Tue Aug 15 14:50:03 PDT 2006

> - integration of a cluster into a larger University IT infrastructure 
> (storage, authentication, policies, et. al.)

just say no.  we consciously avoid taking any integration steps that 
would involve the host institution trusting us or vice versa.  well, 
not quite - we managed to live for ~5 years with our machines dual-homed,
network-wise (albeit only ssh access.)  but most of the (now 16) institutions 
are now beginning to worry (though we've _not_ had any security breaches).

IMO, we'll continue to avoid any intimate integration, trust-wise,
and stick to ssh, possibly augmented with a http-based user portal.

the goal of loose coupling is _not_ inherently in conflict with good 
design (usability, robustness, managability, cost-effectiveness.)

> - funding models (central funds, grant based) both for equipment and 
> personnel.

yeah, our primary funding is pure-hardware, and we have to do some funny
book-keeping to get people money out of it.  (especially people other than
"direct infrastructure support" - for instance, we have parallel programming
consultants, who are not sysadmins, and who can potentially participate in 
research.  the main funding agency will support sysadmins, but not these.)

> - centralized research IT versus local departmental/school support.
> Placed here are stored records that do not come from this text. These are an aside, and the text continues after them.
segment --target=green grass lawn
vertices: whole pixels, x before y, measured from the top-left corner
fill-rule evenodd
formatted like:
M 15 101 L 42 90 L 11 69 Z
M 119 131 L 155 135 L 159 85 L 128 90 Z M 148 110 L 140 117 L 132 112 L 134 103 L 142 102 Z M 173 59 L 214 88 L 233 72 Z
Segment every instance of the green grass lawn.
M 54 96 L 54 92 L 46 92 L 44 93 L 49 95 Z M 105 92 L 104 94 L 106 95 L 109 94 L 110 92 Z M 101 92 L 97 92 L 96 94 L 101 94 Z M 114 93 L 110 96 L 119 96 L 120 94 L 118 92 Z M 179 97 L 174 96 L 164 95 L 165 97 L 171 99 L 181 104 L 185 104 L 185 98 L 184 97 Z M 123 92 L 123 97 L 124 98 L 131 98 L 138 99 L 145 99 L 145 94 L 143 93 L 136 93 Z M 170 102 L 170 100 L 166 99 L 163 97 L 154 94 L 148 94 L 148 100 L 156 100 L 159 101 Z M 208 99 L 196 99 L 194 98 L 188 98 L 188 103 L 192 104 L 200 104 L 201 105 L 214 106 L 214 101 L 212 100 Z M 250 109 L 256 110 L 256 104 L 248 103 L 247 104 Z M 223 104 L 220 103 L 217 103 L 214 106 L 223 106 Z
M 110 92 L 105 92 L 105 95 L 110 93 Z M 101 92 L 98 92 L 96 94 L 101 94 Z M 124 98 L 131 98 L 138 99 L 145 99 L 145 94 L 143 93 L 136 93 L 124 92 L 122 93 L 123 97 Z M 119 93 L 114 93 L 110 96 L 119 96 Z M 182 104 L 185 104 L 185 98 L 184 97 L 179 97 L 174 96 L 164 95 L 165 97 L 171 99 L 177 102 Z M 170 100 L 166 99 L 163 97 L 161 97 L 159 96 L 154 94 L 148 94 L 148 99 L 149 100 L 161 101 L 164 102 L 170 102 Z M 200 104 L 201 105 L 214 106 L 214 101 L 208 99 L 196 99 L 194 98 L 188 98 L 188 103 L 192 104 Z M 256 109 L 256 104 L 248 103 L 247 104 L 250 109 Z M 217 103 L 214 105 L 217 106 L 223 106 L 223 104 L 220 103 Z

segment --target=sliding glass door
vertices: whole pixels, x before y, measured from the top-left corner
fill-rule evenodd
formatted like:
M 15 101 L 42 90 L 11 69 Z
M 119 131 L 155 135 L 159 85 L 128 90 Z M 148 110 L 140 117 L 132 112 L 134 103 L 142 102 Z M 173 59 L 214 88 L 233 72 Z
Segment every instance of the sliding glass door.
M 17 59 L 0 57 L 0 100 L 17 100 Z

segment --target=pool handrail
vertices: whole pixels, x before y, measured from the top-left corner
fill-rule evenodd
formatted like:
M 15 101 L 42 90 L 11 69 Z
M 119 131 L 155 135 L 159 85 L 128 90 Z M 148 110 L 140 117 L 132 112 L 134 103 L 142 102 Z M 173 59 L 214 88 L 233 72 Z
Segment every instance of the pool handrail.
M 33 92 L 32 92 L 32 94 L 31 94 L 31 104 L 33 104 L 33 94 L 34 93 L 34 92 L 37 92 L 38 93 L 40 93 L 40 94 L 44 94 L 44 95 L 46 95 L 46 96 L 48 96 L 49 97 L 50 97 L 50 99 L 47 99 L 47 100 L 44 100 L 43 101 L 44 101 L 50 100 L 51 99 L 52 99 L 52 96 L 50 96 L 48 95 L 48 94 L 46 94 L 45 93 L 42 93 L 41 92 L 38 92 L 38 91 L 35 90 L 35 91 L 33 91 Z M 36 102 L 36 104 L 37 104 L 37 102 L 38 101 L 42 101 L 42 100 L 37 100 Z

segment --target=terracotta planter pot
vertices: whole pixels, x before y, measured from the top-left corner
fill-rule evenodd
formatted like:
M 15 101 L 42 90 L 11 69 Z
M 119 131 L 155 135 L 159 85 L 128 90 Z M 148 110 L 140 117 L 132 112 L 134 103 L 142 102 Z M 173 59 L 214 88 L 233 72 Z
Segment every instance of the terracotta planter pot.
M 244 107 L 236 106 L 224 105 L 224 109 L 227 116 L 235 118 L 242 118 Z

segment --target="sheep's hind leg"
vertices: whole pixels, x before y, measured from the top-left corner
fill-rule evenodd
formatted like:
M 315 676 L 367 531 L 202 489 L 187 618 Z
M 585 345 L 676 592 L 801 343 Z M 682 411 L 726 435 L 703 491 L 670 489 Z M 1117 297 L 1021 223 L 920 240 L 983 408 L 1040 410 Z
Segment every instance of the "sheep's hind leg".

IMO, centralization breeds contempt ;)
the institution where I sit does have central IT, but it's mostly limited
to providing network/phones and groups that do the "business" side of
things like grades, money, registration.  pretty much everything research-
related (incl a prof's desktop) is handle outside the central IT.  most 
depts have some local experts, but a lot of the expertise is in a contract
consulting group which reports to the VP-research.  this seems to lead to 
a more responsive organization (though that could easily be a matter of 
people, history, innate niceness of Canadians, etc ;)

> - education and training

we run classes/seminars/symposia/etc several times a year at each site.
mostly, it doesn't seem too much to expect people to pick up the basics
with little help (use an ssh client, choose a text editor, here's how to 
compile, and submit, where to store your files.)  it's not all that clear
how HPC fits into curricula, undergrad or higher.  we have relatively little
involvement by CS-ish people, and lots from in-domain expert researchers.
we're just starting to figure out how to put some for-credit HPC training
into the computational streams of some depts (physics, etc).

> - deployment issues (who pays F&M?)

facilities and maintenance?  it's fuzzy for us.  I have a compressor in 
a liebert reporting low suction right now, and I'm not sure who's going
to fix it.  technically, the hosting university owns the equipment, and 
signed a letter stating that they'd provide infrastructural support.
our compute hardware is bought with 3yr NBD onsite support.  is chiller
maintenance different from server maintenance?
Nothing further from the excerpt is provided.